Alors il rencontre sciemment le regard améthyste du Baron, et le soutient avec une détermination farouche, quelques secondes. Puis il s'incline respectueusement, profondément.
Remerciant Eldarion rapidement, il quitte la salle sans mot dire, Astuce sur ses talons.
« On est dans la merde, hein ? »
Astuce s'est rapprochée de lui, au coude à coude dans la rue sombre, ils s'éloignent rapidement du quartier du Loup Hurlant, croisant deux patrouilles s'y rendant à vive allure.

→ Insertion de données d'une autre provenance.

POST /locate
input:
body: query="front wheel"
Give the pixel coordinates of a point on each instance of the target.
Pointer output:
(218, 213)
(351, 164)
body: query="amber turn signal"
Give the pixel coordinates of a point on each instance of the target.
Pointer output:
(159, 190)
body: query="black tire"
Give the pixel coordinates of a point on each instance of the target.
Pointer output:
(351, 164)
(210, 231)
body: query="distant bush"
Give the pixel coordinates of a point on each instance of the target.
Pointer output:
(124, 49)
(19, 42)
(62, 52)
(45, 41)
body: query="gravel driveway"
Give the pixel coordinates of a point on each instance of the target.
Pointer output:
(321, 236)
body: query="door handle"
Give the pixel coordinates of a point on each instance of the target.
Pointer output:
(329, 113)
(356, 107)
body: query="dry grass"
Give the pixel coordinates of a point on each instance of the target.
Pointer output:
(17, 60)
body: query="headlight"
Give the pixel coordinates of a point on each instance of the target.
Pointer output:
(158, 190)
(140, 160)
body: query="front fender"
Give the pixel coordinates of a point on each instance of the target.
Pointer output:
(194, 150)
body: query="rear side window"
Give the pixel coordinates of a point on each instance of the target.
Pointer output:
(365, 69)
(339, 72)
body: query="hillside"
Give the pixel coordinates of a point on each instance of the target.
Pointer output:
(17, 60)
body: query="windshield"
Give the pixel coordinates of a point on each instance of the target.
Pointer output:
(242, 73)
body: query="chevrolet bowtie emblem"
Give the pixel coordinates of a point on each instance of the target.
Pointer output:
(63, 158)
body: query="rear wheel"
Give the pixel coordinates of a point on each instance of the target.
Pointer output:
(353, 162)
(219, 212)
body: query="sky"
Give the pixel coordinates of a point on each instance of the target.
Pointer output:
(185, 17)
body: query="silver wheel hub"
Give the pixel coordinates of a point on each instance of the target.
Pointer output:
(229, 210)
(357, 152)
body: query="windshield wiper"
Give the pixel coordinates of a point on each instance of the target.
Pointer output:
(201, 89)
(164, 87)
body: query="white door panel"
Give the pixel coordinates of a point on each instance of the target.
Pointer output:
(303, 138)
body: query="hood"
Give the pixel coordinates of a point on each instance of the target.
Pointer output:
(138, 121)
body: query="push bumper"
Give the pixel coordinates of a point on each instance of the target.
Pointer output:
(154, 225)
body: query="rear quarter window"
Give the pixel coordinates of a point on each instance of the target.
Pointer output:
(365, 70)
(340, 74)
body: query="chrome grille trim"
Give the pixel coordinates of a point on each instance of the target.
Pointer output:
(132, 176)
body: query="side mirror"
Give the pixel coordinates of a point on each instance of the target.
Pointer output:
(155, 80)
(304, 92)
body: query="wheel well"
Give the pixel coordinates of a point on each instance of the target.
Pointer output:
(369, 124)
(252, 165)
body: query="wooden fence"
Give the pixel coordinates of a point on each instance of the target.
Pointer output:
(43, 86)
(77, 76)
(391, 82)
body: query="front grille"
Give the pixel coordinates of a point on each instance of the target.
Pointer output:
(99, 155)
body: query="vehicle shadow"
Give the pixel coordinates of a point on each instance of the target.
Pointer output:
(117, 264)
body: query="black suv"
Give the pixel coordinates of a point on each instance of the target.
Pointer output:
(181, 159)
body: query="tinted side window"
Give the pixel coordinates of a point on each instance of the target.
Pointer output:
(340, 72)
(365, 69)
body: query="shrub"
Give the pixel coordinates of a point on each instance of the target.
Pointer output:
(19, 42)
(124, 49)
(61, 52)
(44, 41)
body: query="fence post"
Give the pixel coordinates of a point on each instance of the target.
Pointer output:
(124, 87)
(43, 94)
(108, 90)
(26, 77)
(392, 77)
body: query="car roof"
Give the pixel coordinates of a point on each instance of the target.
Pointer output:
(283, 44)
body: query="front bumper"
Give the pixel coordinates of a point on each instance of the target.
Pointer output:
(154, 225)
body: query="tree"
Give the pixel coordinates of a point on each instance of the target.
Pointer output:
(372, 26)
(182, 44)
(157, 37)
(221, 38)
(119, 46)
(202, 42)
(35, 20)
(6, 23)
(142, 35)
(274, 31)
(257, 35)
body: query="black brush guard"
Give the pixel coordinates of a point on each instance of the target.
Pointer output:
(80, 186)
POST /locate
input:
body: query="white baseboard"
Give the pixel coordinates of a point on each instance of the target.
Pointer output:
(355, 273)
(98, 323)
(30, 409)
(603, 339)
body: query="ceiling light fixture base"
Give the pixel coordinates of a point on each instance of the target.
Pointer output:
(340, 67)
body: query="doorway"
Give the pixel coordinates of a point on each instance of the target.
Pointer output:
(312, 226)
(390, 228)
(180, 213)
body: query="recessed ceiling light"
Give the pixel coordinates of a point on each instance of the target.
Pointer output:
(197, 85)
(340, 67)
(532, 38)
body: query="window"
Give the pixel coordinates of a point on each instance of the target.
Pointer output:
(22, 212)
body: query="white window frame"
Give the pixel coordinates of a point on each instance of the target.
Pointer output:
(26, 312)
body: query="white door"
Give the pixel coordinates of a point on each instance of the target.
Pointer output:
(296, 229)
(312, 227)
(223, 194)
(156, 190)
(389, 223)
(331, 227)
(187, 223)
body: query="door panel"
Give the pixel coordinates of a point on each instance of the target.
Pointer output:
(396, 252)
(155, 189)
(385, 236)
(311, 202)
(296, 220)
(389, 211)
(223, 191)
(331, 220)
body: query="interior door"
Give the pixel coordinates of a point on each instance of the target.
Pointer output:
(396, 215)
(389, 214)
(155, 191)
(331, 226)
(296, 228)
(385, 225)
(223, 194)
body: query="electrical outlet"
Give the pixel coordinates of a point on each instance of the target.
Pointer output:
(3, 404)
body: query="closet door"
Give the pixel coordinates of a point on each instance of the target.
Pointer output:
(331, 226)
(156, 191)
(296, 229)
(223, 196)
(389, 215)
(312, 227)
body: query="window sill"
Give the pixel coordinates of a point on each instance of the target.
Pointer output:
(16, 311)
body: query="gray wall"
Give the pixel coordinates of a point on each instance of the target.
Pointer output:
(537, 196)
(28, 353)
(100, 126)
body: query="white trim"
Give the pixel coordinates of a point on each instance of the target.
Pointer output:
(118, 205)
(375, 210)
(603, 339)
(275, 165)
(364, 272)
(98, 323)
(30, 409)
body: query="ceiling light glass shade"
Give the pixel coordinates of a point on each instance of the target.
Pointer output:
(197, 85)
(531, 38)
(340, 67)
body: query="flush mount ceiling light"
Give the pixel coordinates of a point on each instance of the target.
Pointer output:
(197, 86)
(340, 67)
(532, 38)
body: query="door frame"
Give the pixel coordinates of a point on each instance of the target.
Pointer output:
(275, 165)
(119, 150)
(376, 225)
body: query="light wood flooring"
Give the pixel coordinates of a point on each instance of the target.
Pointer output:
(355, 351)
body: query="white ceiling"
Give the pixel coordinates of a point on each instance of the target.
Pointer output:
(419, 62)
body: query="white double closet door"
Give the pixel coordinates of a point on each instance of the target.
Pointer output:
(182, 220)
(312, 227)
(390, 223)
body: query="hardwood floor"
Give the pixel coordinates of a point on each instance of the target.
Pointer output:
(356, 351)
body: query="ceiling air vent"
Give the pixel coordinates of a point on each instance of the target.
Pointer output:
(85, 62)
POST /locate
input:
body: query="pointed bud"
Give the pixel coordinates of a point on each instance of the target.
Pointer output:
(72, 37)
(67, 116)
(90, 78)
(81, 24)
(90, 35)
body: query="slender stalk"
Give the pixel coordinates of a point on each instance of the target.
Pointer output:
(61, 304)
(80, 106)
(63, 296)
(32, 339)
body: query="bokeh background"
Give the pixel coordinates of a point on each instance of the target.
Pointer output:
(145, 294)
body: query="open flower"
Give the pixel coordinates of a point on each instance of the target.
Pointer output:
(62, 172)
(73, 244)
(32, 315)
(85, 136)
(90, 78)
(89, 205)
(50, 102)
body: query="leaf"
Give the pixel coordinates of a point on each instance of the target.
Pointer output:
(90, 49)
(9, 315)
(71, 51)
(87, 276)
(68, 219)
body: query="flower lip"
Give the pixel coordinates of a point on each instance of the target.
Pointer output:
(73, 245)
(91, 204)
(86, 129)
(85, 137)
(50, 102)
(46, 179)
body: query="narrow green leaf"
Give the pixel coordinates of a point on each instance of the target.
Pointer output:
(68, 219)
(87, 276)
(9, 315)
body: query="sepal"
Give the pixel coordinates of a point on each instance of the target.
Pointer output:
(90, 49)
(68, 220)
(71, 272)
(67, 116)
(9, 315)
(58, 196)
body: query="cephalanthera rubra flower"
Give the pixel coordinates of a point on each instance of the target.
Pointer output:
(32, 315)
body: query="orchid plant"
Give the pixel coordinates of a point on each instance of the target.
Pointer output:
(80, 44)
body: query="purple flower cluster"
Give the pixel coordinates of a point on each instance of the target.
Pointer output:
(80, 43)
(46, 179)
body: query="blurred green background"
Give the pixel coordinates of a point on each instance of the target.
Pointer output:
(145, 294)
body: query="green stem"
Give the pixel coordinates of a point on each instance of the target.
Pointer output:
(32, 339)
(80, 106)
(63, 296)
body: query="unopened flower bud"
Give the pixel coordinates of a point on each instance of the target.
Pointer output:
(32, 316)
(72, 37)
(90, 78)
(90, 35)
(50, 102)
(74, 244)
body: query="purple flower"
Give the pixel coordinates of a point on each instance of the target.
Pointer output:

Le Champa Replet n'est plus qu'à quelques rues, et ils se sont un peu détendus, toujours vigilants néanmoins sur les ombres éventuelles qui pourraient les avoir suivis.
Hiraeth grimaça.
« Oui et non. On est entre le marteau et l'enclume, le marteau est foutrement instable, reste à voir ce que donne l'enclume. On peut tirer notre bénef du jeu, si on y entre pas trop profondément. Faut clairement qu'on se positionne en messager, pas en officier. Va savoir ce qui se sera passé là-bas, entre temps... Si ça se trouve, y'aura plus de ville, ou si ça se trouve, tout sera revenu à la normale. Ou peut-être que ça n'a pas encore pété.
Ça peut être notre chance... ou notre fin. »
Il se tut, et ils marchèrent ainsi côte à côte quelques minutes, perdus dans leurs pensées. L'Elfe soupira.
« On pourrait se contenter de nos petits voyages encore quelque temps, attendre que tout ce bordel se calme. Les Titans... »
« Ils ne vont pas attendre que j'aille mieux pour réduire le monde en cendres. Je vais pas attendre que le Baron soigne sa santé mentale ou meure, c'est un vosdraak et clairement il est pas parti pour prendre la voie de la rédemption. Tu as entendu comme moi. Les rumeurs étaient vraies... »
« Une trêve avec l'Oreille. Enorme. »
« Oui, sauf que ça commence déjà à partir en couille. A ton avis, ça va durer combien de temps avant qu'ils ne se mettent de nouveau sur la gueule ? »
« Mph. »
« Exactement. J'attendrais pas, Ast'. Je veux de la maille, me trouver un bateau et me tirer de ce putain de guêpier. Qu'on se tire tous d'ici. Et si possible, avec les honneurs. Me faire courser jusqu'aux îles paradisiaques par les moches du continent, j'y tiens pas des masses. »
L'elfe fit la moue.
« Avoue, t'es à fond. »
Après un silence, le Caravanier détourne la tête.
« J'avoue. C'est exaltant. Si je dois vivre une foutue vie d'homme raccourcie, autant que ce soit à faire ce qui me plaît. »
Une ombre passa sur le visage d'Astuce, elle posa sa main sur l'épaule d'Hiraeth, qui se tendit légèrement. Elle ôta sa main.
« Hir... »
« Chuis pas mourant. Pas encore. On va faire ce foutu job, et en tirer assez de clinquants pour s'acheter une flotte. Ouaiche ? »
Il lui décoche un sourire étincelant, acéré, ironique, du genre qu'elle aime.
Elle lui rend. Mais le sien est un peu pâle.
Ils rentrent à l'auberge.
Kyouji s'endort, inconsciente du scorpion hébergé en son sein.